Io parlo con me stesso
Parte quinta
Io. Mi domanderà la Nera Signora, oppure sarò io a domandarmi sotto le di lei sembianze: Hai seguito qualcuno?
L'altro io. Che vuol dire?
Io. Nel momento in cui seguite qualcuno, cessate di seguire la verità. Segui qualcuno, non te stesso. Perdi la libertà del cammino.
Oggi paiono pochi gli uomini che cercano la
libertà, ma per me è fondamentale. Posso ben dire: io sono un uomo
libero e di buoni costumi.
Alla Nera Signora dirò che sì, qualche volta
anch’io ho seguito qualcuno. Ma – aggiungerò – solo per poco:
non appena mi accorgevo che “seguivo” e non ero un “compagno di
strada” mi facevo subito da parte.
L'altro io. Come!?! E la Massoneria? Non dirmi che non hai mai seguito non dico un massone, ma almeno la Massoneria tutta!
Io.
La Massoneria non è una guida, non può esserlo per natura. Propone,
semplicemente, un metodo di lavoro che crea un uomo libero in una
comunità di uomini liberi dove nessuno vuole guidare altri.
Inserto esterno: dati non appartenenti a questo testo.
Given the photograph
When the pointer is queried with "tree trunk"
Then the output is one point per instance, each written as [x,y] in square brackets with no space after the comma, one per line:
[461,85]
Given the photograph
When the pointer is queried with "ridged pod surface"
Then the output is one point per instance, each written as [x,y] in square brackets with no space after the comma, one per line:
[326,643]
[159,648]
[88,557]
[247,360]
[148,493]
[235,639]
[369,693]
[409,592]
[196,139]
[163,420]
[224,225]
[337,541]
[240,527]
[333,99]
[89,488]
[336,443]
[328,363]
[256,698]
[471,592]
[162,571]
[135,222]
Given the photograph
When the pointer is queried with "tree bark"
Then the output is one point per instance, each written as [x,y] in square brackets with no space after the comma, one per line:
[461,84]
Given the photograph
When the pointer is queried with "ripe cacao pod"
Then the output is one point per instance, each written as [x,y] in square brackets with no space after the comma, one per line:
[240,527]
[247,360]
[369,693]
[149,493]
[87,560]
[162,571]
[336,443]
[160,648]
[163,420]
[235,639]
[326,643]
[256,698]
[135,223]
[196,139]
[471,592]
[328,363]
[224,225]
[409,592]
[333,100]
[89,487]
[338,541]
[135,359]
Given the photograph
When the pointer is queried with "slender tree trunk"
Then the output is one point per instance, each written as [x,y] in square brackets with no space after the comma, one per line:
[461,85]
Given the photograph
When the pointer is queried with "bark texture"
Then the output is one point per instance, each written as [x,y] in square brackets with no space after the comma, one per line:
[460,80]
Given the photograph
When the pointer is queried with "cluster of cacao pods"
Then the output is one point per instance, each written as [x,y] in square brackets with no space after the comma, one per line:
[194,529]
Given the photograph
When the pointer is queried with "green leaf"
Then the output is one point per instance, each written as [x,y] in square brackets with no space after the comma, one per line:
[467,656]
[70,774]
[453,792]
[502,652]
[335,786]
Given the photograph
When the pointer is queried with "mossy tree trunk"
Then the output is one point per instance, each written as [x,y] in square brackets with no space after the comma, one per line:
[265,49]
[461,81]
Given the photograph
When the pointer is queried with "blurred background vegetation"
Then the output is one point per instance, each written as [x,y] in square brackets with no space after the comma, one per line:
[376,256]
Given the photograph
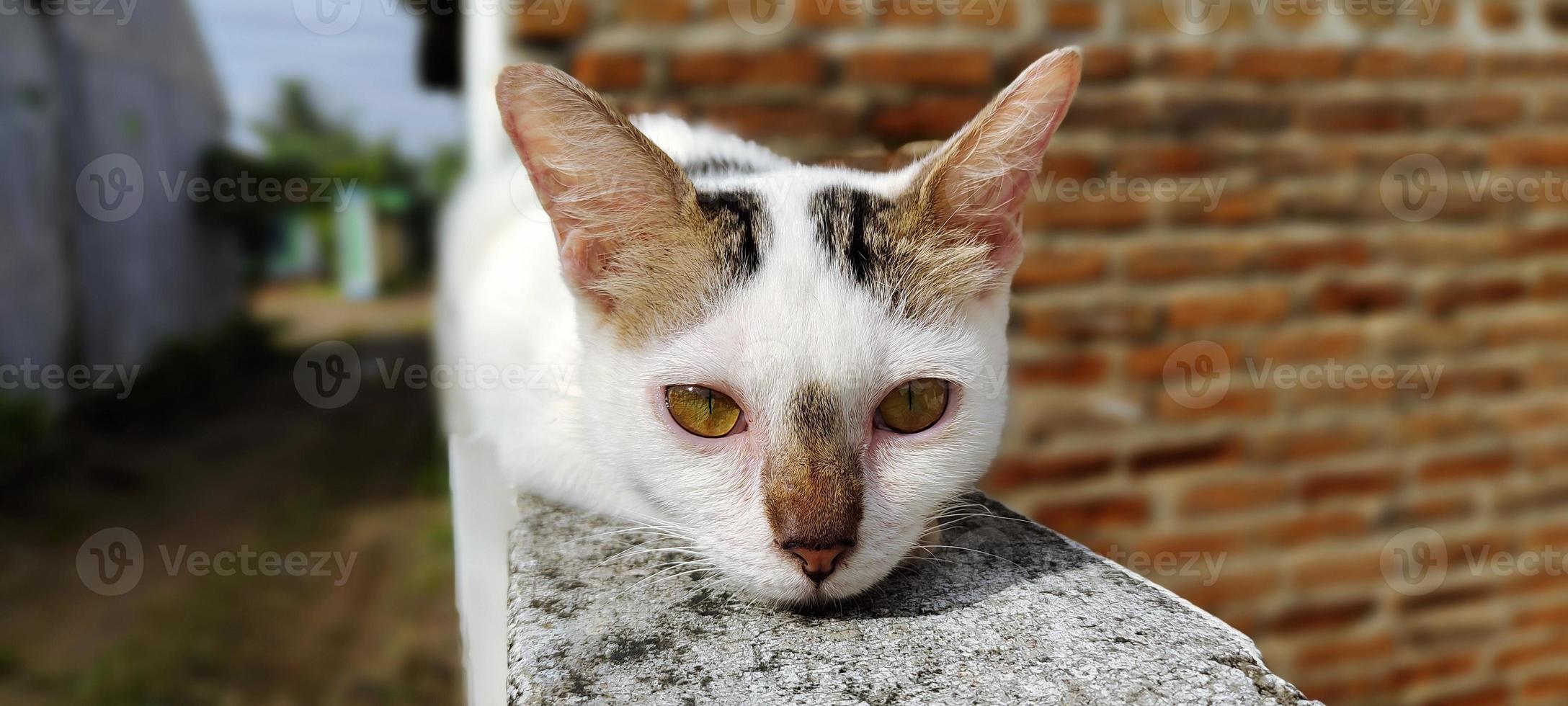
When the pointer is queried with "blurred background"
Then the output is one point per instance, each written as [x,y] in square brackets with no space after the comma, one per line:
[1289,336]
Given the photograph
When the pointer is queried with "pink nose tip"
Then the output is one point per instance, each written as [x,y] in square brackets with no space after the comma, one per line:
[817,563]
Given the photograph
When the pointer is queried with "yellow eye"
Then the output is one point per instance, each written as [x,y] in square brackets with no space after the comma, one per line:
[914,405]
[701,410]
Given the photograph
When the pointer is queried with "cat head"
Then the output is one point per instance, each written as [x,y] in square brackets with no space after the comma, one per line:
[794,367]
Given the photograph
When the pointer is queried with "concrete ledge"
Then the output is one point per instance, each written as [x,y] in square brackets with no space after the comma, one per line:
[1043,622]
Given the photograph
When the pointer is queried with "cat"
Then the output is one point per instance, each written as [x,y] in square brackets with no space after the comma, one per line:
[792,367]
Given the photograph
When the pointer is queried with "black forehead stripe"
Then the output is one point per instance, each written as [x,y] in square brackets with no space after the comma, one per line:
[718,165]
[852,226]
[739,230]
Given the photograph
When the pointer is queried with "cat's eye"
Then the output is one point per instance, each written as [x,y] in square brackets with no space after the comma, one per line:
[705,411]
[913,407]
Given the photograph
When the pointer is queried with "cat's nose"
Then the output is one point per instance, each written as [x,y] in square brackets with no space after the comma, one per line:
[819,562]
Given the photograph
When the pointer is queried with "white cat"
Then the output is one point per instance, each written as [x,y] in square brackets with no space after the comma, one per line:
[792,367]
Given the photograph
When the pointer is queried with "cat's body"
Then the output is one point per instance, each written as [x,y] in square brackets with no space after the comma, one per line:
[842,333]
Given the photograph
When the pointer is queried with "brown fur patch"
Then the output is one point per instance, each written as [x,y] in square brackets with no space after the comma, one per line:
[637,239]
[813,482]
[921,266]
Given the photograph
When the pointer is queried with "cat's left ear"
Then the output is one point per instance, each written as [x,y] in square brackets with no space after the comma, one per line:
[981,178]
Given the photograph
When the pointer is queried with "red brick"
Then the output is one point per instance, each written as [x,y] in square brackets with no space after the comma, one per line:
[1544,151]
[1059,266]
[1148,363]
[1399,63]
[1237,402]
[1255,305]
[1190,454]
[924,118]
[1079,517]
[1224,113]
[553,22]
[988,16]
[1338,571]
[1500,14]
[609,71]
[1070,369]
[1233,496]
[1087,321]
[1338,297]
[1363,115]
[1072,16]
[1017,471]
[761,121]
[1082,214]
[1148,161]
[656,12]
[1534,651]
[722,68]
[1454,295]
[1317,344]
[1236,206]
[1319,617]
[1159,262]
[1468,466]
[1283,65]
[1476,112]
[1316,526]
[1184,62]
[1344,650]
[1350,483]
[946,68]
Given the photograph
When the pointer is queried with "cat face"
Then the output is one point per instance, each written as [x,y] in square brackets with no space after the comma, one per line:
[794,367]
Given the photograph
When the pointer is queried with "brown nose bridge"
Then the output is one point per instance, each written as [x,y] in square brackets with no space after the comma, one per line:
[813,482]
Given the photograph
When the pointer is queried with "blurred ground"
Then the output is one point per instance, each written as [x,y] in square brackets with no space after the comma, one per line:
[245,463]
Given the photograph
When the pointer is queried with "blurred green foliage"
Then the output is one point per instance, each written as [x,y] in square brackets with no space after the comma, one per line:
[303,143]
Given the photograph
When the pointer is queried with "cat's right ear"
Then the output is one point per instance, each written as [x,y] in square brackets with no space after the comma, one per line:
[606,187]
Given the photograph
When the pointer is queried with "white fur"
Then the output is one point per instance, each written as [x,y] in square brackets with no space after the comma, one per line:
[604,444]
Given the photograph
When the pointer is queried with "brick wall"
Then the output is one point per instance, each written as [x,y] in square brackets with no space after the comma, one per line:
[1289,233]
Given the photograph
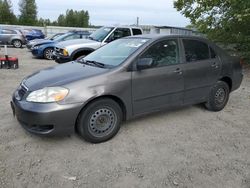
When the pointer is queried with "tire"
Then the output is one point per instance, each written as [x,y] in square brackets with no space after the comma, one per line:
[48,53]
[17,43]
[99,121]
[218,97]
[80,57]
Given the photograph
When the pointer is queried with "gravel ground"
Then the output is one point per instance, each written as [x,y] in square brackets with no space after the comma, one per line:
[189,147]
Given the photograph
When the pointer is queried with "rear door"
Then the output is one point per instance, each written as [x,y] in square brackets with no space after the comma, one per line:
[161,85]
[202,69]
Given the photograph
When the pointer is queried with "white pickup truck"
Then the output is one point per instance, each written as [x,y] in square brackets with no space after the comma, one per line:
[71,50]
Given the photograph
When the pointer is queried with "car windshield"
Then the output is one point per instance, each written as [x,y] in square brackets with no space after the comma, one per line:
[100,34]
[115,53]
[61,37]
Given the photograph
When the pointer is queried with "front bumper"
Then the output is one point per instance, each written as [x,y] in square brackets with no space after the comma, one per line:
[46,119]
[60,59]
[37,53]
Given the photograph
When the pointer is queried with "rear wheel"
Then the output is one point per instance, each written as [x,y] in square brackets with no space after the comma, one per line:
[17,43]
[100,121]
[218,96]
[48,53]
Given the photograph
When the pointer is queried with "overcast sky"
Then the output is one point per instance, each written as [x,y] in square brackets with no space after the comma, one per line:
[110,12]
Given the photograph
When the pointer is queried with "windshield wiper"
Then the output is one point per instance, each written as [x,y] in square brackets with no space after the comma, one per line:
[95,63]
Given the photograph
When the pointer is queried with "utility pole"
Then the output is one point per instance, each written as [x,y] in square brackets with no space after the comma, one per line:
[137,21]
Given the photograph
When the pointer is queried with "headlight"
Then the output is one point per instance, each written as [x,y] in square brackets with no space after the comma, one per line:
[48,94]
[65,52]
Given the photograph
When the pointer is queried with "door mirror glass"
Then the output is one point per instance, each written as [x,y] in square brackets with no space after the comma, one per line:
[144,63]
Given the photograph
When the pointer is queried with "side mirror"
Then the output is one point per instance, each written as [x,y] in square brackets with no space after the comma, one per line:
[144,63]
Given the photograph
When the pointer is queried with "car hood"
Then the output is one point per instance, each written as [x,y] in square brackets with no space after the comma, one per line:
[76,42]
[61,75]
[42,42]
[38,40]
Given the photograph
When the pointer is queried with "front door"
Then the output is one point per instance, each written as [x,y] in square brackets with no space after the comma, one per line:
[161,85]
[202,69]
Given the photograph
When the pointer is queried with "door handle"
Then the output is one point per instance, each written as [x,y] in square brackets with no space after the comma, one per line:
[178,71]
[215,65]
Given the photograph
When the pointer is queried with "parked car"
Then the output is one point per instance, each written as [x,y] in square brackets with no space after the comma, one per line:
[71,50]
[127,78]
[12,37]
[31,34]
[32,43]
[45,49]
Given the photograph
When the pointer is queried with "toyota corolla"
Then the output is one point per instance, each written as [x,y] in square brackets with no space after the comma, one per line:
[122,80]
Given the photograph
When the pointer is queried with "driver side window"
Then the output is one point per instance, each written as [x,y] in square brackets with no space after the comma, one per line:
[163,53]
[119,33]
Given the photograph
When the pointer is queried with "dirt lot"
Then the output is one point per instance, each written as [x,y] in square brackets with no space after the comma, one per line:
[189,147]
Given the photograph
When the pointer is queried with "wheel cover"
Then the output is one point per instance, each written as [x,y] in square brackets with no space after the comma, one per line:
[49,54]
[102,122]
[220,96]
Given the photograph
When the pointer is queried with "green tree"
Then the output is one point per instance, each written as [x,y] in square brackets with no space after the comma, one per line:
[6,14]
[28,11]
[224,21]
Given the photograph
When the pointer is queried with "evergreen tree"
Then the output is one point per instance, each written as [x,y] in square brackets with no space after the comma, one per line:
[6,14]
[28,11]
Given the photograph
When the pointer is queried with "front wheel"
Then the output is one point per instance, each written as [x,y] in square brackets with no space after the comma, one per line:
[218,97]
[17,43]
[100,121]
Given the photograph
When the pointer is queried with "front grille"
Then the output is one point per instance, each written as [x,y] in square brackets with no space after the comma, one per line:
[21,91]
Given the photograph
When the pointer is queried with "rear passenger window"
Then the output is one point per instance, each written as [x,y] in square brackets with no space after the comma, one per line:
[136,31]
[163,53]
[195,50]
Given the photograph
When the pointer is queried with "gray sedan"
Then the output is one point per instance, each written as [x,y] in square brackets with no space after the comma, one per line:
[125,79]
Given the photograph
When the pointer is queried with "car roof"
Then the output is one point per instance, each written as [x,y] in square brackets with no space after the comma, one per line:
[159,36]
[125,26]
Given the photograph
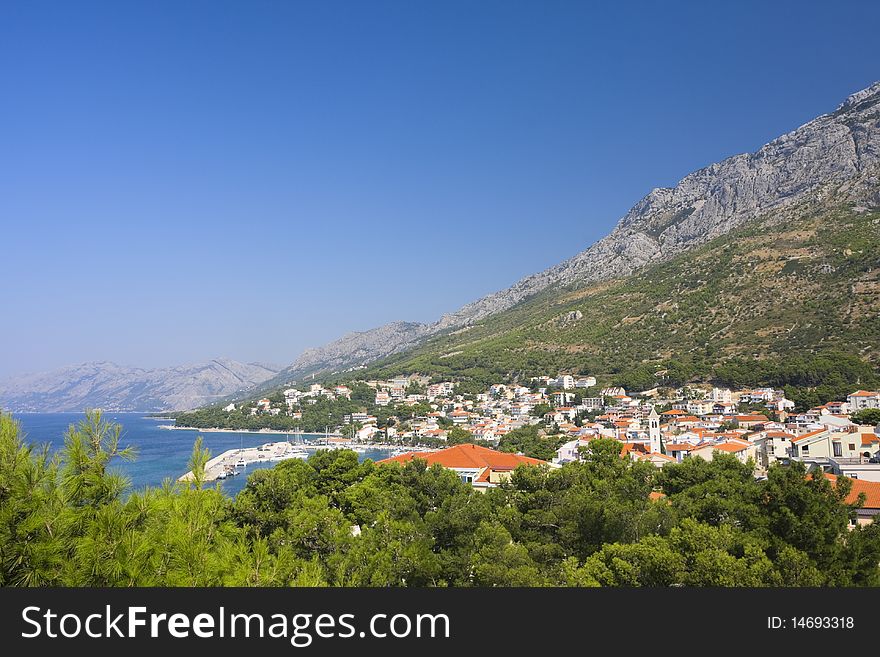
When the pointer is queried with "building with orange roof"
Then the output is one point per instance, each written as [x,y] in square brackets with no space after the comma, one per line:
[871,505]
[862,399]
[479,466]
[741,449]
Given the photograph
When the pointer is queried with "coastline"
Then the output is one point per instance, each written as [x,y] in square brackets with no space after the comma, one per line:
[269,432]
L’uomo libero, il caminante, non cerca guide
ma, eventualmente, compagni che possano camminare un poco con lui. E
se non trova nessuno, cammina da solo.
No, la Massoneria non può guidare. Io sono massone ma nessun massone mi ha mai guidato. Se ho avuto
consigli da qualche massone (e ne ho avuti!), li ho seguiti solo se e
quando ne sono stato profondamente convinto.
Sono un massone “con la valigia in mano”,
pronto ad andarmene se il cammino mi porta altrove e pronto ad
andarmene se qualche massone o qualche Loggia avesse la pretesa di
guidarmi.
L'altro io. Ma insomma cosa è la morte?
Io. E’ un viaggio. Tu, caro amico, lo sai bene. E sai dei primi tre grandi viaggi dei nostri antenati: il viaggio di Adamo ed Eva cacciati dal Paradiso Terrestre, il viaggio di Caino scacciato lontano e segnato dal Signore, il viaggio di Noè dal vecchio al nuovo mondo.
L'altro
io. Sì, io c’ero perché c’era l’uomo.
Adamo ed Eva ci portarono dal non mondo al mondo.
Caino, il grande enigma, insegnò all’uomo la
trasformazione e vagò nei primordi del mondo.
Noè ci traghettò dal vecchio al nuovo mondo.
Io. Il vecchio mondo… Il mio vecchio mondo, il mondo della mia giovinezza e della mia formazione, non esiste più. Era molto diverso da quello di oggi.
L'altro io. Sei pessimista.
Io.
Ciò che era importante, oggi pare non valere nulla o molto poco. Ciò
che allora interessava, oggi pare non interessare. E’ bene o male?
Non so rispondere, ma se penso ai miei “miti di
fondazione” oggi mi sento estraneo.
La citazione in corsivo è tratto dal discorso di Jiddu Krishnamurti di scioglimento dell’Ordine della Stella Orientale il 3 agosto 1929.